Por causa disso e de todo barulho na mente, saio de casa sem minha mãe perceber. Normalmente eu avisaria, mas como está de noite, ela tentaria me impedir. Ontem mesmo veio falar comigo sobre horário de voltar para casa, que eu preciso ter cuidado. Mas enquanto falava, fiquei pensando em como Daniel sempre foi muito cuidadoso, trabalhador e honesto. E nada disso impediu o que aconteceu.
De qualquer forma, se tudo der certo, quando eu voltar para casa ela não vai mais estar chorando. Daniel vai estar aqui com a gente.
Vou até a casa de Júlia, que fica a uns cinco minutos de distância da minha. O caminho parece mais longo porque estou andando mais devagar. Talvez esses passos lentos sejam por que ainda estou em dúvida e com medo. Nós não testamos o artefato o suficiente, não fomos muito longe e não sabemos se é possível mudar algo. Mas ele funciona, disso temos certeza. Por mais improvável que seja.
Não sabemos se é magia ou tecnologia, e o objeto é pequeno demais e não conseguimos abri-lo. Aquele metal é mais resistente do que parece. Não sabemos quem criou ou de onde veio. Encontramos por acaso na esquina da nossa escola dois meses atrás. Talvez alguém tenha deixado cair, talvez o dono ou a dona esteja até procurando por ele agora. Só sei que demoramos semanas para descobrir uma forma de ativá-lo. É um objeto muito delicado e há partes que precisam ser deixadas em posições exatas. Um milímetro a mais ou a menos e ele não funciona.

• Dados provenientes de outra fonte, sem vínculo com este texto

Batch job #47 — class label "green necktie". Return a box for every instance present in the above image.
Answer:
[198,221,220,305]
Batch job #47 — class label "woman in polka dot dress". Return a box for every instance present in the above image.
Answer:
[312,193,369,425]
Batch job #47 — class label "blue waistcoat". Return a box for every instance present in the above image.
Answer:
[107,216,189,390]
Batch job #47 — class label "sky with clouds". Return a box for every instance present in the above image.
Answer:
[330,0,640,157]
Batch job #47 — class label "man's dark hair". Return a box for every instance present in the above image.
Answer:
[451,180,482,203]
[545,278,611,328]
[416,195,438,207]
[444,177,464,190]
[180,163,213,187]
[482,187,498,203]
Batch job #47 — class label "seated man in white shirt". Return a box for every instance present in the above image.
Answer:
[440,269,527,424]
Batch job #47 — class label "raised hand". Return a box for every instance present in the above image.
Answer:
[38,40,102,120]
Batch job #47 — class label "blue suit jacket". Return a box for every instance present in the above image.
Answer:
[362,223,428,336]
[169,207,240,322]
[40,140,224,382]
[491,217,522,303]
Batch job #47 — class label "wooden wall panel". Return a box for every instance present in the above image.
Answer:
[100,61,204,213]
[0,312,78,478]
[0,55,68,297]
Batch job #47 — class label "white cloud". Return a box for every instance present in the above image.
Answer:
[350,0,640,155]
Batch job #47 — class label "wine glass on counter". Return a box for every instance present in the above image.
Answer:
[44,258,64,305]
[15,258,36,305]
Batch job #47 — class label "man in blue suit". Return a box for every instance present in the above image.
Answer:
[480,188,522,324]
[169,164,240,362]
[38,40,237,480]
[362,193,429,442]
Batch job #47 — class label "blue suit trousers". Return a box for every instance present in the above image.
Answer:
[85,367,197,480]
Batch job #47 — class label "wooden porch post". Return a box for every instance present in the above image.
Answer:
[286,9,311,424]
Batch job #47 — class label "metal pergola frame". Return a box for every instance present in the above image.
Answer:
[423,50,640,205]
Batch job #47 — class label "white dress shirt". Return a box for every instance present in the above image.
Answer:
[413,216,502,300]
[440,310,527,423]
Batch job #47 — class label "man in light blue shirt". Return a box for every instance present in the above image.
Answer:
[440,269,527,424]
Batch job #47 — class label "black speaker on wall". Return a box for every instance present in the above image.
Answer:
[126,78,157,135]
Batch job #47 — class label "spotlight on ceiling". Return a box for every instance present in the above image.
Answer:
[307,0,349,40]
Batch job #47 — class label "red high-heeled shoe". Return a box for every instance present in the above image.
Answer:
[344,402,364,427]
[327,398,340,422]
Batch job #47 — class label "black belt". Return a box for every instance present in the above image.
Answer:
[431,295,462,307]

Bato na porta de Júlia e ela abre. Ela tem cabelos cacheados volumosos, a pele negra como a minha e uma pinta próxima ao lábio superior. Seus olhos demonstram saber minhas intenções. Ela sai e fecha a porta, não quer que alguém na sala nos ouça e muito menos que eu pegue o artefato antes de pelo menos termos uma conversa.

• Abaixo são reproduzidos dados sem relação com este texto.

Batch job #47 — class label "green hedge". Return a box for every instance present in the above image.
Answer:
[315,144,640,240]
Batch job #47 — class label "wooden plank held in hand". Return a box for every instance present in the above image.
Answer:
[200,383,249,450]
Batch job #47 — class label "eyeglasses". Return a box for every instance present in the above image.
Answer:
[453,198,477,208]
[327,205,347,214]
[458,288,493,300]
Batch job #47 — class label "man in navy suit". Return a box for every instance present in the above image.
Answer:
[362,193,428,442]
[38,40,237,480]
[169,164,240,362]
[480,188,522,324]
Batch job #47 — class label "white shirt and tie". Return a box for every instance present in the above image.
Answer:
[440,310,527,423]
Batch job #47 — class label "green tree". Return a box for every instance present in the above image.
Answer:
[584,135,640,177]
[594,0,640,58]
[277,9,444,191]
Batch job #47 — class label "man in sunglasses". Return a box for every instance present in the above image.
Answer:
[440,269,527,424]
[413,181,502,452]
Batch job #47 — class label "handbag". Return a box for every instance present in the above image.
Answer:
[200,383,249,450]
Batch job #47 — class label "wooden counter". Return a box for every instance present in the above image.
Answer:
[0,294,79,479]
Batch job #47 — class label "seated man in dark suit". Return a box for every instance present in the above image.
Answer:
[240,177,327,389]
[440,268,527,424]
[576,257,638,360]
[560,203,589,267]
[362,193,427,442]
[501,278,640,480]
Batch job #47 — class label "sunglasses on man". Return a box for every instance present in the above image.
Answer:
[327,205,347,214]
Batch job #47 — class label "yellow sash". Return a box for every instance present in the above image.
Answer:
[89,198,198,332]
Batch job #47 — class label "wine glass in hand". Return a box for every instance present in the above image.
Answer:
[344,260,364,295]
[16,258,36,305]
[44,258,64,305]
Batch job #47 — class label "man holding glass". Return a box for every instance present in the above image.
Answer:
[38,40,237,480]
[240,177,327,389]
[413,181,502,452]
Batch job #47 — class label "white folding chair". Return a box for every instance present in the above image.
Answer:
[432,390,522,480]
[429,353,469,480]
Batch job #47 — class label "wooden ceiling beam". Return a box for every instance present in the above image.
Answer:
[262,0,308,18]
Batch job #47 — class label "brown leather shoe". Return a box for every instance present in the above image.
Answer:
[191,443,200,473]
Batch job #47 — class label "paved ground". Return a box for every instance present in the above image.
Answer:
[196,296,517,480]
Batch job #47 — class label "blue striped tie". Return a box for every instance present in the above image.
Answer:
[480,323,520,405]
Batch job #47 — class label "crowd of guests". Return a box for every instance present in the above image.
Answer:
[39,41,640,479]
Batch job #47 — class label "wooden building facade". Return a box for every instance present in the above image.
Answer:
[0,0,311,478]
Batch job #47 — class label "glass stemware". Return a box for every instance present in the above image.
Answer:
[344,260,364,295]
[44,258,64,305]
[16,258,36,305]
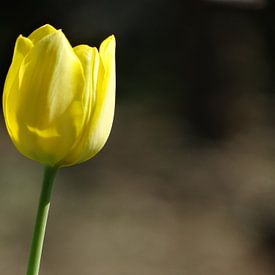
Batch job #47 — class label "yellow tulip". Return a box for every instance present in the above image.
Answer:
[3,24,116,167]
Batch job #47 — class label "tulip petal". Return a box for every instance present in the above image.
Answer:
[64,35,116,165]
[3,35,33,144]
[4,29,84,165]
[28,24,57,44]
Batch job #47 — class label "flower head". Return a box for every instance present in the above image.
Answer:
[3,24,116,166]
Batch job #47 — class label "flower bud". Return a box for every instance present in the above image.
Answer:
[3,24,116,167]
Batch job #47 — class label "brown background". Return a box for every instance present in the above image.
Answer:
[0,0,275,275]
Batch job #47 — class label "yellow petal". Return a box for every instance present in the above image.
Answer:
[63,35,116,165]
[28,24,57,44]
[63,45,100,165]
[5,29,84,165]
[3,35,33,147]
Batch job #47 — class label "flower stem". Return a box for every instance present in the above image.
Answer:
[27,166,58,275]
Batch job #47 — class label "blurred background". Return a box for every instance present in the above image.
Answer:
[0,0,275,275]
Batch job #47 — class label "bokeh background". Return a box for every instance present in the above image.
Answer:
[0,0,275,275]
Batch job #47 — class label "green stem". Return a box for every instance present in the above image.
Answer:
[27,166,58,275]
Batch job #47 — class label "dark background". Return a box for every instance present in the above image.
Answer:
[0,0,275,275]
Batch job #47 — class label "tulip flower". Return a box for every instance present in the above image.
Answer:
[3,25,115,167]
[3,24,115,275]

— Douglas, você não está pensando em…
— Sim — digo sem deixar ela terminar. — Não tenho escolha. Minha mãe precisa dele, eu preciso dele.
— Mas isso pode ser perigoso… mexer com o passado. A gente falou que não ia tentar mudar nada. A gente prometeu.

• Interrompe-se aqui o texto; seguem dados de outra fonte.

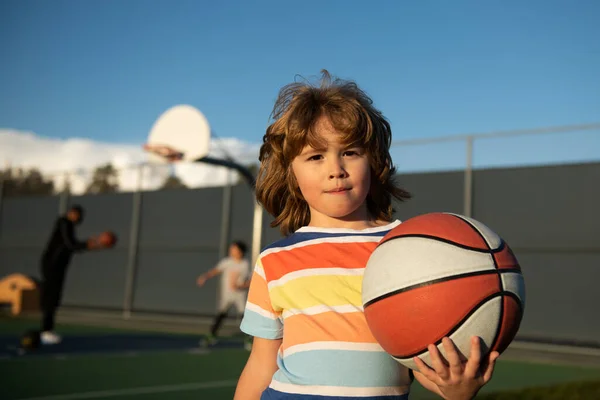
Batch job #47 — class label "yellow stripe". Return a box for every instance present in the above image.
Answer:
[269,275,363,310]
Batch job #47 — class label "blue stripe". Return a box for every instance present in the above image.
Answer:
[240,308,283,339]
[274,350,409,388]
[260,388,408,400]
[263,230,389,251]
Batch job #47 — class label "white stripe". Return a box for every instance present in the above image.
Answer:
[261,236,383,257]
[296,219,401,234]
[268,267,365,290]
[281,304,364,319]
[269,380,408,397]
[448,213,502,250]
[283,341,385,357]
[254,264,267,281]
[11,380,237,400]
[246,302,279,320]
[362,237,495,304]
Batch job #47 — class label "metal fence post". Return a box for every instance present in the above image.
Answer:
[123,164,145,319]
[463,136,473,217]
[219,168,233,259]
[252,202,263,266]
[0,171,4,244]
[58,172,70,215]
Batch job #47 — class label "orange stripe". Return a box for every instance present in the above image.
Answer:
[248,271,275,313]
[262,242,377,282]
[282,312,377,350]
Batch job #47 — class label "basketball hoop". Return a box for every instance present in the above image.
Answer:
[144,144,184,163]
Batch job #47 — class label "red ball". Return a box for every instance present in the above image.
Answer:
[362,213,525,369]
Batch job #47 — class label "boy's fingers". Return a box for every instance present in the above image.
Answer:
[427,344,450,379]
[413,357,437,382]
[483,351,500,383]
[465,336,481,377]
[442,337,463,375]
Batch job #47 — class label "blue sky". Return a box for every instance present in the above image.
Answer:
[0,0,600,170]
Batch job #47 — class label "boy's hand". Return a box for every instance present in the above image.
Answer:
[413,336,500,400]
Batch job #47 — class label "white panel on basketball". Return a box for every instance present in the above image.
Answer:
[362,237,495,304]
[394,296,502,370]
[448,213,502,250]
[500,272,525,307]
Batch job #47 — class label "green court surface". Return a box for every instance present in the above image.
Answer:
[0,318,600,400]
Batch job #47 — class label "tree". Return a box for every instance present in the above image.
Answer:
[85,163,119,194]
[161,175,188,189]
[0,168,54,197]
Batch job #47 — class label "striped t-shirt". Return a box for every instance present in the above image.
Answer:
[241,221,411,400]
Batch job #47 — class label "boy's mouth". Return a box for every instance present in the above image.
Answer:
[325,187,352,194]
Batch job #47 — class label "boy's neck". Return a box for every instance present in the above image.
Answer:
[308,219,389,230]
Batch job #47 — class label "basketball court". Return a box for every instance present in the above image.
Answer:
[0,318,600,400]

— O que você faria se fosse com a Jéssica ou alguém da sua família?
Ela engole em seco. Sei que no fim não vai me impedir, só está tentando colocar um pouco de razão na minha cabeça. Mas já pensei demais. E estou cansado de só pensar, e pensar, sem fazer nada sabendo que posso ao menos tentar reverter a situação.
— Tudo bem. — Júlia suspira e começa a abrir a porta. — Só espero que funcione.
— Eu preciso tentar.
Depois de alguns minutos na sala, porque a mãe de Júlia quer saber como minha família está, vamos para o quarto da minha amiga. Sem demorar ou voltar a tentar me fazer mudar de ideia, ela vai até seu guarda-roupas e tira dele uma caixa de sapato. Certamente não é o lugar mais seguro, mas ninguém desconfiaria do que aquele pequeno objeto guardado dentro da caixa é capaz de fazer.
Júlia me entrega o artefato. Ele parece uma joia. Não é tão grande, então poderia até ser usado como pingente de um colar. Tem cor dourada com algumas partes enferrujadas e seu formato se resume a uma ave dentro de um círculo. As pernas da ave são afastadas uma da outra, e tanto as penas da cauda quanto a cabeça são móveis. Além disso, na barriga do pássaro há um pequeno painel digital.
— Quer que eu vá com você? — pergunta Júlia.
O artefato leva apenas quem o segura, também testamos isso.
— Não, preciso fazer isso sozinho.
Mexo nas penas daquele pássaro estranho e com isso ajusto o tempo no painel para dez dias atrás, aquela segunda-feira. Olho para Júlia antes de terminar e me despeço enquanto meus olhos pedem perdão por quebrar nossa promessa. Mas uma promessa não é nada diante da falta que faz meu irmão. Respiro fundo, porque não haverá volta. Respiro fundo, porque nunca fui corajoso, mas agora é preciso coragem. Giro o pescoço da ave totalmente para trás e sinto meu corpo tremer, toda minha existência entrando em erupção, todo meu ser se desfazendo no passado a caminho de um tempo ao qual não mais pertenço. A viagem se inicia. O passado é destino. E meu único desejo é conseguir salvar meu irmão.